Every time this ratio has approached 0.80, one of two things has happened: ETH price has recovered, or stablecoin growth has stalled. The ratio has never sustainably broken above 0.80 for long. The security budget logic above is probably why.

ETH Stablecoin TVL / Market Cap Ratio
ETH: Stablecoin TVL / Market Cap Ratio — Current: 0.69x · 99th percentile (all-time). Source: DeFiLlama · Yahoo Finance · Alphaline Research

At 0.69 and rising, we are close to that ceiling again. With stablecoins near an all-time high and ETH price still suppressed, the ratio is getting there from an unusual direction — not because stablecoin growth is running hot, but because ETH price has lagged badly enough to let it catch up.


The model, and what it's saying

Taking stablecoin TVL as the primary input, I built a regression model for ETH fair value. The methodology is straightforward: fit historical ETH price against the 30-day moving average of the TVL/Mcap ratio, derive a model price, and track the deviation from that model over time.

ETH vs Stablecoin Model
ETH vs Stablecoin Model — Price: $1,993 · Model: $3,286 · R²: 0.86 · Z-score: −1.14σ. Source: Yahoo Finance · DeFiLlama · Alphaline Research

The model's R² is 0.86 — meaning stablecoin TVL explains about 86% of the variation in ETH's price historically. That's not as high as the old fee model's fit on pre-4844 data, but I believe it's more durable, because it's built on a signal that EIP-4844 didn't break.

Current model price: $3,286. Spot: $1,993. The Z-score — a measure of how far the current price is from what the model expects, in units of historical volatility — is −1.14. Negative means ETH is trading below model price. The last time the Z-score was this negative for a sustained stretch was late 2022, and before that, 2020.

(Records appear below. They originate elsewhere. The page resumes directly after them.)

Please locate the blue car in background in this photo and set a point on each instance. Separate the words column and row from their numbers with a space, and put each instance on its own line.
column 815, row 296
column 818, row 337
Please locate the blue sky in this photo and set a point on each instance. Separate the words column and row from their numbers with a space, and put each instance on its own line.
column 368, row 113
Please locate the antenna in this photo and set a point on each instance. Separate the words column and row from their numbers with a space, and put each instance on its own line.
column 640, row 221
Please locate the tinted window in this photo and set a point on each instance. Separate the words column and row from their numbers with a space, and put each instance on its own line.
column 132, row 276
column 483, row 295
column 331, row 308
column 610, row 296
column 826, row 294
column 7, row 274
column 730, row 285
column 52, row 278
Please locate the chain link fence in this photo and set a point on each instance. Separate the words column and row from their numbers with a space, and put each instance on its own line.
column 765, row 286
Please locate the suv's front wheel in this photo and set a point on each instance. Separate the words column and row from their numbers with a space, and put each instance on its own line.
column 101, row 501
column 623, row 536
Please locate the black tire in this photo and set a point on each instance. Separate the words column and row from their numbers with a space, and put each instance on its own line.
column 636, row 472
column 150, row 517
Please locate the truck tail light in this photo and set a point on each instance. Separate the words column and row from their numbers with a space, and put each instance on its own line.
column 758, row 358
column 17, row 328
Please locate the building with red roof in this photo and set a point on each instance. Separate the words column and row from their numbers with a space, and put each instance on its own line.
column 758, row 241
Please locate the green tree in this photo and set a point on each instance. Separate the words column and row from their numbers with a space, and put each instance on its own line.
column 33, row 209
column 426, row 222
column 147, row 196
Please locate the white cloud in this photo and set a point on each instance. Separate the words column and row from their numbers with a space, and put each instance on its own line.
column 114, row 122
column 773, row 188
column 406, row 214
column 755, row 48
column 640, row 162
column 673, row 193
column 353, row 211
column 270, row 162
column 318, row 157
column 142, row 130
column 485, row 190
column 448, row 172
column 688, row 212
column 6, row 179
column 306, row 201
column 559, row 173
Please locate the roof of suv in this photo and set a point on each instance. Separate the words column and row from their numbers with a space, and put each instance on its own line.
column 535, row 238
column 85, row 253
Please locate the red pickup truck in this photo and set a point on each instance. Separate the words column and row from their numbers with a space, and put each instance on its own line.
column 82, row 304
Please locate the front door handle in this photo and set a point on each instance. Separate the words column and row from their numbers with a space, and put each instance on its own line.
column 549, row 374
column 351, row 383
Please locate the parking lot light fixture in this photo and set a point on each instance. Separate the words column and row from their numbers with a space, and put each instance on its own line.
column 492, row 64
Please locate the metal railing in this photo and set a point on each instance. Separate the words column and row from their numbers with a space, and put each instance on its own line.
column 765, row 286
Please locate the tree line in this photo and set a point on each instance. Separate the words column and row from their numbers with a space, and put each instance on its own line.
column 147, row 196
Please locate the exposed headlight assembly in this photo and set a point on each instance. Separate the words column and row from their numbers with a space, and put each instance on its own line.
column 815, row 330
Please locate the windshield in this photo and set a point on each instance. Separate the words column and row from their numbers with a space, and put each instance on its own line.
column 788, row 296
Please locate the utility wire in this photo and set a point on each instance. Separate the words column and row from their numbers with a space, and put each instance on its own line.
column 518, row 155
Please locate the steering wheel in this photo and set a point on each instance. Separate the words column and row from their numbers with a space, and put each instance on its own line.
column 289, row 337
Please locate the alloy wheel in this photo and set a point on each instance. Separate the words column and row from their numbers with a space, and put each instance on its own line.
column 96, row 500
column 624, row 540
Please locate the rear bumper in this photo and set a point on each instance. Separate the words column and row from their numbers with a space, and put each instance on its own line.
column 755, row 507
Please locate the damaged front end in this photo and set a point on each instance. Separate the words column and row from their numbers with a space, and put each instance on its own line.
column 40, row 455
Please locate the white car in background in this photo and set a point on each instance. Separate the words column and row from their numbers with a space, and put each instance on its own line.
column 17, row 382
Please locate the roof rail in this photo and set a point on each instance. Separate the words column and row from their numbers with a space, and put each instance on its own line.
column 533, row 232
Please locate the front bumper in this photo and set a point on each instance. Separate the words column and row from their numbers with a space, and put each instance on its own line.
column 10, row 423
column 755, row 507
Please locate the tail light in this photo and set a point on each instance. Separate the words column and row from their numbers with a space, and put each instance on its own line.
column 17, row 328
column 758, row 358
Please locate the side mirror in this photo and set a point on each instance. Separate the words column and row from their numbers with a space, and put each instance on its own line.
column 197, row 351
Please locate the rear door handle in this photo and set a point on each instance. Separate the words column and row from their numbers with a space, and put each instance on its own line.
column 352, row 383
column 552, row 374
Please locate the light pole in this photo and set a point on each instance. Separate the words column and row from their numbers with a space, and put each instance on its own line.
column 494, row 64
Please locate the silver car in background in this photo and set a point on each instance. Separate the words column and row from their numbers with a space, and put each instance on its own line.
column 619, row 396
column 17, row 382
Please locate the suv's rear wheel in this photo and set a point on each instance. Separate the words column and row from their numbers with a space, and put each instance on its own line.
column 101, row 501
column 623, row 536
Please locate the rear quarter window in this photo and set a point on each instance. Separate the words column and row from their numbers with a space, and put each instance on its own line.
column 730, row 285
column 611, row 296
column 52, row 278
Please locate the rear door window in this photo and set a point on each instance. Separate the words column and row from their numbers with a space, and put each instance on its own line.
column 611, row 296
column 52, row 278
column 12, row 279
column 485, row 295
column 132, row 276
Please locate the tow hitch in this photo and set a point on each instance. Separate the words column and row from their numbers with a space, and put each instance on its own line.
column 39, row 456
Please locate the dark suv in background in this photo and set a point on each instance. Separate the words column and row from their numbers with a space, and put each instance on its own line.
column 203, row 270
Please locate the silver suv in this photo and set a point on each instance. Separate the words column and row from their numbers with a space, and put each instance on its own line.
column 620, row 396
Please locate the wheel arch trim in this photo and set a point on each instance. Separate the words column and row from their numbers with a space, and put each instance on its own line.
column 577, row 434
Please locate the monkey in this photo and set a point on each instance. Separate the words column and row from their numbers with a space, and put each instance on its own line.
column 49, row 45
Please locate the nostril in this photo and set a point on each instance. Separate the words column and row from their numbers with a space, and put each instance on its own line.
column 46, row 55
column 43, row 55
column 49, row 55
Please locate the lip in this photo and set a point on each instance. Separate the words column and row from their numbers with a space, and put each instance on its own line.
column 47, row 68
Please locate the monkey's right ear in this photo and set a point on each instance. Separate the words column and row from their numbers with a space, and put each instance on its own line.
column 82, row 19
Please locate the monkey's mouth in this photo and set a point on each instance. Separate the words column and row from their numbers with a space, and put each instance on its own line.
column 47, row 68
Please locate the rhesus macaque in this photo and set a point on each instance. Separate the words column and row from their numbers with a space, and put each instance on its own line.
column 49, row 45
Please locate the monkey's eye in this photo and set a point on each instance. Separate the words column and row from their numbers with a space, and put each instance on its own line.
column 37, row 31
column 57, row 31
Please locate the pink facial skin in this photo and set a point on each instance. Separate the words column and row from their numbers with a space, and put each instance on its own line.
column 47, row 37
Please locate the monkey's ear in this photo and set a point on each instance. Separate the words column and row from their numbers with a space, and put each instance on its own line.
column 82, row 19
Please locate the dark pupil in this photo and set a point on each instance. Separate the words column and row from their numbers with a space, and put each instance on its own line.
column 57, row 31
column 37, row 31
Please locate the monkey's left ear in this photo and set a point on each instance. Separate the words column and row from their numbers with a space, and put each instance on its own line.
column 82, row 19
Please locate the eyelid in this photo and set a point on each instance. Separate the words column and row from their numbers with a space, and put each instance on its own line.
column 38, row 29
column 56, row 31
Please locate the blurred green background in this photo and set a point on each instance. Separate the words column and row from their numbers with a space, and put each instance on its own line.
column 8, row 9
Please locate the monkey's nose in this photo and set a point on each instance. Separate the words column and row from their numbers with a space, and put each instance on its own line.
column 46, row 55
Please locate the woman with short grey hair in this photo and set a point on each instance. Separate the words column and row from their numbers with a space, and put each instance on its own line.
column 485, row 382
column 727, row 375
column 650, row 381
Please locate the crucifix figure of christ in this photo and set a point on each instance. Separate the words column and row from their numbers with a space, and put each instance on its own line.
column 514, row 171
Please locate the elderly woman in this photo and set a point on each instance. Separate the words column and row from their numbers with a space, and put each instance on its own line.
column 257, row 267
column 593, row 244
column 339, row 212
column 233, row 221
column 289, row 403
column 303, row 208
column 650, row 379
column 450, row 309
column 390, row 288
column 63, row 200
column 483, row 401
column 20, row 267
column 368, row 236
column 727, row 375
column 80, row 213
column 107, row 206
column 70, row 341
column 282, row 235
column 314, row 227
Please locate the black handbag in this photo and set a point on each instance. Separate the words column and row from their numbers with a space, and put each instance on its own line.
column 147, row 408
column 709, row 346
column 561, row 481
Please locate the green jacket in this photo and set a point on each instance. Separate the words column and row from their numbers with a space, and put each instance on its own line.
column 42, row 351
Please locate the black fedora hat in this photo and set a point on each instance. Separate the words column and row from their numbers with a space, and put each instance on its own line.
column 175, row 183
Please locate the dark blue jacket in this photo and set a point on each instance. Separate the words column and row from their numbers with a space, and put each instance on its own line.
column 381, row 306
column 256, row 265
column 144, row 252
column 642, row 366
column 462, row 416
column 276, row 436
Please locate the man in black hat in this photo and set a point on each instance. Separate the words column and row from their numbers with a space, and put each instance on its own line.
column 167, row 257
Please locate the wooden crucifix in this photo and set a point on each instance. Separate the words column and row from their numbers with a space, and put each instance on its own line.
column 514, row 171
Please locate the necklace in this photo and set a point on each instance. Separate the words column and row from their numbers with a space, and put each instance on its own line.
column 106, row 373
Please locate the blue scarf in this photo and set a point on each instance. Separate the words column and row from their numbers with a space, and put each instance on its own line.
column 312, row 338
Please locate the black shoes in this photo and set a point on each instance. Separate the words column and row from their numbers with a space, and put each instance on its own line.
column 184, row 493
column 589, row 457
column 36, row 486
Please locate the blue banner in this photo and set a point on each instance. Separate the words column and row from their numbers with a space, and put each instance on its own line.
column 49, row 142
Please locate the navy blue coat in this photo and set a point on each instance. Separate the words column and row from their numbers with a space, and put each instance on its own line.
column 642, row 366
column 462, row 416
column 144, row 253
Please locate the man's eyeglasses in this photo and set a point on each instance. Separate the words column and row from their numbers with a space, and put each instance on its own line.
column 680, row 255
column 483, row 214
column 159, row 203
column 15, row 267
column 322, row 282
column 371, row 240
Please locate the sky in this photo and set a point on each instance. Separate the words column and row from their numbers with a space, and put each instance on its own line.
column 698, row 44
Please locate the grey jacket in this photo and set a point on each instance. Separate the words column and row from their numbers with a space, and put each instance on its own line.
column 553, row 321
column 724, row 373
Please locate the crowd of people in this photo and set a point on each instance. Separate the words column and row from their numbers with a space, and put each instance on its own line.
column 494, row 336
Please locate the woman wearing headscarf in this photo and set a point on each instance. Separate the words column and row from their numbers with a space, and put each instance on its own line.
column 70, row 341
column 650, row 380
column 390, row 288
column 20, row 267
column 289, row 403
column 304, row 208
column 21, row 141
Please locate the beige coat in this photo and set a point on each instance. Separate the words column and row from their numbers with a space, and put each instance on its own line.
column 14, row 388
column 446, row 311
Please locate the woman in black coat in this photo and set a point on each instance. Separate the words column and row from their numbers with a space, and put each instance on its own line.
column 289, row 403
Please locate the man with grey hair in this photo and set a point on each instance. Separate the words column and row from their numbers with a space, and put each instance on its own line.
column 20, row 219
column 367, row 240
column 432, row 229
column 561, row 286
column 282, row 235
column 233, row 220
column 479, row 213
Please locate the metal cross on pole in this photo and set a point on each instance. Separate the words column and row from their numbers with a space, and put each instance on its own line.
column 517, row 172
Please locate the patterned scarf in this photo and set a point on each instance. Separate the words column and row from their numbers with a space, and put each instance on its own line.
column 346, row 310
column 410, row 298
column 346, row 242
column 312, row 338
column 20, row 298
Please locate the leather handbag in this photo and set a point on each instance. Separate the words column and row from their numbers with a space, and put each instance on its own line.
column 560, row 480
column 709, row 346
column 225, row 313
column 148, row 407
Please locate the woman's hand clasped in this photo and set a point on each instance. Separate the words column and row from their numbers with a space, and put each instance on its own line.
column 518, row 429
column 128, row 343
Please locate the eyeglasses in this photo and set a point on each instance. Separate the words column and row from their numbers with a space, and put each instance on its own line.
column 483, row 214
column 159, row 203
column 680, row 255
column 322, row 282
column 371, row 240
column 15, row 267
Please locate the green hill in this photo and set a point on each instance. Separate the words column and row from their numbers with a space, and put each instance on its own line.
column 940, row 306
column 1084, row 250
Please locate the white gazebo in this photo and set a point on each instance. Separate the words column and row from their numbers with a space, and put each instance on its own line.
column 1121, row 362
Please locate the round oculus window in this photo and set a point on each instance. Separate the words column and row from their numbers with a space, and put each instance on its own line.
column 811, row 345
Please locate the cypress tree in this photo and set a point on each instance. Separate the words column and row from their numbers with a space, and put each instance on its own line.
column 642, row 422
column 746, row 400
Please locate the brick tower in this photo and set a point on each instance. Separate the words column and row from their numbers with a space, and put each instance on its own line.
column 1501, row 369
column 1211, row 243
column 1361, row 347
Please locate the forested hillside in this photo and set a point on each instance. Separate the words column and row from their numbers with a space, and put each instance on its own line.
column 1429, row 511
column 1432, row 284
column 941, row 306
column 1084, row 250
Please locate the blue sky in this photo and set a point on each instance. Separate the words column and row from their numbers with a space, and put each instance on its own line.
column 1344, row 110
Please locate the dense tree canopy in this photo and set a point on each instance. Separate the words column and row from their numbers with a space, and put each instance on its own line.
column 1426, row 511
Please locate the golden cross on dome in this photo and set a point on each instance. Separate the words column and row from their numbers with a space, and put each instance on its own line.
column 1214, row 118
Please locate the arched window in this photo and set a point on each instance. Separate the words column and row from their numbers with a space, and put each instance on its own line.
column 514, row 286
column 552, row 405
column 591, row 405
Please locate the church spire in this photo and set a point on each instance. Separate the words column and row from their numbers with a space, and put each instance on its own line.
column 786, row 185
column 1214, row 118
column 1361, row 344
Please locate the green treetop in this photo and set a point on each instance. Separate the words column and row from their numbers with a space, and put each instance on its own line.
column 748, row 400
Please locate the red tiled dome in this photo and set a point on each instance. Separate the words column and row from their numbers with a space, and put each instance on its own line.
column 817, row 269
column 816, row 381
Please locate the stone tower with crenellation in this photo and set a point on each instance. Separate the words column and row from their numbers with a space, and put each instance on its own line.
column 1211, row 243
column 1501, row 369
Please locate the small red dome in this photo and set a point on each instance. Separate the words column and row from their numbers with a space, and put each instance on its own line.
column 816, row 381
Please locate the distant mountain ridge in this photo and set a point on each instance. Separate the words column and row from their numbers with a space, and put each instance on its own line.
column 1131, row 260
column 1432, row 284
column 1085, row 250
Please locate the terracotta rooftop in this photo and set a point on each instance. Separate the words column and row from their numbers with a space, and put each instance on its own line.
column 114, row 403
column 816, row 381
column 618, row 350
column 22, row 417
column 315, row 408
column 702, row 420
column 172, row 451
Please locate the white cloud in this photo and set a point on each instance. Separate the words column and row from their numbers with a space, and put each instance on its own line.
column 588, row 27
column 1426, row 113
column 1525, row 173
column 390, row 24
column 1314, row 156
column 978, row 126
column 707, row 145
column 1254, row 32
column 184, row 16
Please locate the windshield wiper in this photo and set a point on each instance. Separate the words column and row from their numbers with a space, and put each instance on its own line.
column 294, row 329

Models are wrong in the short term constantly, and this one will be too eventually. What it tells investors is direction and magnitude. The market is pricing ETH at a significant discount to what the network's on-chain fundamentals would imply. That discount has been widening while fundamentals improve.

Each time ETH has sold off since 2023, the fundamental floor was higher than the last time. Price hasn't followed yet.


What I'm actually watching

The thesis breaks if USDT recaptures share from USDC — that would weaken the institutional adoption signal. It also breaks if Ethereum starts losing stablecoin share to other chains. Tron has competed for USDT volume for years, and Solana is making a push. If Ethereum's share of total stablecoin supply starts declining meaningfully, the premise weakens at the foundation.

None of those things are happening right now. Stablecoin supply on Ethereum is at an all-time high. Institutional issuers are growing. And ETH is priced as though the narrative is broken.

The fee model was the right framework for Ethereum in 2020. It stopped being right in 2024, and I think a lot of the confusion around ETH's price since then comes from analysts still using it. The stablecoin security model isn't a perfect replacement. But it fits the data, it fits the institutional incentive structure, and it points in a clear direction.

Fundamentals are making higher lows. Price hasn't caught up.